(January 20, 2009. Sniper #7 bursts into the room and finds it to be already full of snipers.)
SNIPER #1: Oh for the love of – How many is that now? Seven?
SNIPER #7: Wow. Are you guys all here to kill Barack Obama?
SNIPER #1: Yeah. Now quiet down. He’s taking the stage any moment now and I need a clear shot.
SNIPER #2: You mean I need a clear shot.
SNIPER #7: Man, I didn’t expect it to be so crowded up here. Why do you all want to kill him?
SNIPER #1: White Supremacist.
SNIPER #2: White Supremacist.
SNIPER #3: I listen to too much right-wing talk radio and it makes me crazy. But mainly White Supremacist.
SNIPER #4: I think Obama is an Al Qaeda sleeper agent.
SNIPER #5: I’m an Al Qaeda sleeper agent.
SNIPER #6: I’m CIA. What’s your story?
SNIPER #7: I’m an Alaska Separatist with ties to White Supremacists.
SNIPER #3: Oh yeah? Which White Supremacists do you have ties to?
SNIPER #7: Klan Local 626.
SNIPER #3: Hey, I know some guys from 626. Do you know Grand Wizard Dave?
SNIPER #7: Yeah, sure. I used to play poker at his house on the weekends. How do you know Dave?

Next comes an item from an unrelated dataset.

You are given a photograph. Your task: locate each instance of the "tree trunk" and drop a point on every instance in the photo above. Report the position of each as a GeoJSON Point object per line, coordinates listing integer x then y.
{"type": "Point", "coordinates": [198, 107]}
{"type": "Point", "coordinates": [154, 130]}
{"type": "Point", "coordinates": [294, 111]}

SNIPER #3: Oh, we go way back. I think you might have seen me there a few times. I was the guy who had all the crazy Hawaiian shirts.
SNIPER #7: Oh wow, you’ve lost a lot of weight. Say, where is Dave keeping himself nowadays?
SNIPER #3: (gesturing out the window) Across the street with two other guys.
(Across the street, three snipers stand up and wave.)
SNIPER #1: Well clearly we can’t all assassinate Barack Obama.
SNIPER #7: Why can’t we all just take take the shot at the same time? You know, like they did with Kennedy?
SNIPER #6: Actually, that’s just an urban legend. I was there, and Lee Harvey Oswald was the only shooter.
SNIPER #7: You don’t say?
SNIPER #6: Yeah, it’s a funny story, actually. I was—
SNIPER #1: Come on guys, he’s going to get inaugurated any minute here. We need to decide who takes the shot.
SNIPER #4: How about we snipe for it?
OBAMA: (Below.) Uh, I, Barack Hussein Obama, do uh solemnly swear... that I will faithfully execute... the uh Office of President... of the United States... and uh to the best of my ability...
SNIPER #1: Oh god, he’s taking the oath. Come on, let’s just do rock paper scissors.
(Murmurs of agreement)
SNIPER #1: Ready? On three. One, two, three!
(They all throw out hands)
SNIPER #3: ... Okay, so that’s two scissors, one rock, and four paper.
SNIPER #5: So who won?
SNIPER #4: Well, scissors beats paper, and paper beats rock, so uh....
SNIPER #2: Wait, that’s not right. Rock lynches paper.
SNIPER #7: Then what lynches rock?
OBAMA: (Below.) ...the, uh, the Constitution... of the United States. So help me god.
(Thunderous applause)
SNIPER #1: Aw, awww! Damn it. (He slumps down.) Well, now the whole thing is ruined.
SNIPER #7: Hey, don’t say that.
SNIPER #1: It’s just – I had it all planned out, you know? Kill Obama, flee the scene, get killed by some vigilante a few days later. Now I don’t know what I’m going to do.
SNIPER #2: You could always kill Joe Biden. He’s a Catholic.
SNIPER #1: Yeah... I guess. But it’s just not... It’s not the same. You know what I mean?
SNIPER #6: Come on, you’ll feel better.